Todo el desastre económico argentino se superponía, además, a la revisión de los crímenes de la dictadura y a un par de levantamientos de militares "carapintadas".

Los déficits fiscales (en 1989 llegó al 7,6% del PBI), cubiertos con billetes nuevos, una especialidad argentina desde 1822, cuando se creó el Banco de Buenos Ayres, derivaron en toda suerte de conflictos: controles caros e inútiles, aumento vertical de la pobreza, default de la deuda, inflación que superó el 3.000% en 1989, y la entrega anticipada del gobierno al peronista Carlos Saúl Menem. "Argentina, levántate y anda", proponía el riojano.

Por entonces Tato Bores narraba en clave de humor y genio la terrible historia de la moneda argentina:


Síganme

Domingo Cavallo, ministro de Economía, acabó con la hiperinflación a partir de 1991 con una radical "ley de convertibilidad" que fijó el tipo de cambio en un peso argentino por dólar estadounidense. Claro que para mantener ese tipo de cambio el Banco Central no podría imprimir billetes, y debía tener encajes suficientes para responder a todas las demandas del mercado. El Estado, a su vez, no podría tener déficits; y si lo tenía, no podría financiarlo con emisión de dinero sino con más recaudación, o menos gastos, o más deuda externa.

Todo funcionó muy bien por varios años. La región además vivió un enorme auge del comercio entre los socios del Mercosur, una unión aduanera creada por entonces entre Brasil, Argentina, Paraguay y Uruguay. El optimismo, por fin, se abría paso.

Carlos Menem, un hombre capaz de hacer y decir cualquier cosa sin ponerse colorado, comentó el 31 de enero de 1998 en el exclusivísimo Foro Económico Mundial de Davos, Suiza, que el Mercosur pronto tendría su moneda común. "Estamos siguiendo los pasos de la Unión Europea", dijo el presidente argentino. "Pero lo que llevó [a Europa] casi 50 años, nos llevaría una décima parte de ese tiempo".

Los funcionarios brasileños y otros representantes sudamericanos presentes quedaron pasmados. La moneda común sólo existía en la imaginación de Menem. Aún hoy, veinte años después, aquella propuesta es una quimera.

El desastre argentino estaba a la vuelta de la esquina.

El gasto público creció, el déficit fiscal se mantuvo alto y la deuda pública aumentó de manera vertical. El "atraso" cambiario, sostenido por años, destruyó buena parte del tejido industrial.

Brasil, que sufría problemas similares, devaluó su moneda en enero de 1999, apenas después que Fernando Henrique Cardoso ganara su reelección, lo que dejó a la producción argentina (y la uruguaya) fuera de competencia.

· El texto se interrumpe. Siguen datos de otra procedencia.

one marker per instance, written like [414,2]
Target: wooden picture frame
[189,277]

Entonces se inició en Argentina el ciclo endemoniado habitual: menos actividad económica, quiebras y desempleo, caída de la recaudación, mayor déficit fiscal, más deuda para tapar el agujero...

El sistema se derrumbó a fines de 2001 y arrastró al gobierno de Fernando de la Rúa, quien había sucedido a Carlos Menem en diciembre de 1999. El peso argentino se devaluó 300% en seis meses: del "uno a uno" se pasó a cuatro a uno, aunque a fin de año se estabilizó en torno a 3,5. Por un semestre los uruguayos que aún tenían empleo disfrutaron de otra fabulosa temporada de "deme dos", gracias a los precios ridículos del vecino quebrado, como en 1982. Y después, como suele ocurrir, detrás de Argentina naufragó Uruguay, cual chinchorro atado a la popa del Titanic.